The interesting aspect of this malware program is its capability to modify the normal Microsoft Windows desktop to look as if the status bar is sending an alert message indicating a virus infection. The alert warning looks like an official Microsoft Windows warning, bubbling up from the area where you normally expect legitimate programs to be. The XP Antivirus 2008 program install looks just as official, but once installed asks for money to get rid of the supposed viruses or starts stealing confidential information.

Too late, most users realize they have been scammed by the malware program. The Internet is full of sites and tools attempting to help users disinfect their PCs. Most solutions don't work, no matter how well intended. The malware program is programmed to prevent easy cleanup, including blocking access to Web sites that can offer good help and preventing legitimate cleanup tools from running.

My advice with any successful malware-exploited PC is to back up the data, format your drive, re-install your programs, fully patch, and begin all over again. Change your online passwords and PINs, monitor your credit, and begin your cyberlife anew.
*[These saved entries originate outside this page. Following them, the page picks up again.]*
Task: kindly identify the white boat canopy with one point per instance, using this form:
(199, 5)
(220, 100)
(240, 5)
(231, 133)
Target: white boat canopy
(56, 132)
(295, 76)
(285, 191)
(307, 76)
Today's malware is criminally motivated and trying to steal all your money, one way or another.”

TO AVOID INFECTION:

1)      If you get a popup that tells you that you need to install an anti-virus/anti-spyware program, DON’T. IMMEDIATELY quit your web browser and restart your computer by using the Shut Down command. (Start=>Shut Down).

2)      Don’t install any antivirus , antispyware or privacy software without asking your tech person about it. Several of the infections we’ve seen were caused by users installing such items. (Scott Wilson scott.wilson@okstate.edu 405-744-4414, Levi Arnold levi.arnold@okstate.edu 405-744-7847, or Mick Hoeltzel, 405-744-4390). In general, all Extension computers should be running McAfee Enterprise AntiVirus and Spybot S&D antispyware. AVG’s antispyware is also good, as is Ad-Aware – although you MUST purchase a license to use Ad-Aware on a work computer.

3)      When possible, use a web browser besides Internet Explorer. Although infections that target all browsers exist, IE still has the most likelihood of allowing unwanted access to your system. FireFox (http://www.firefox.com) is an excellent choice.

An infection of this type can cause serious problems. Please be careful about what you download, and we’ll all have an easier time.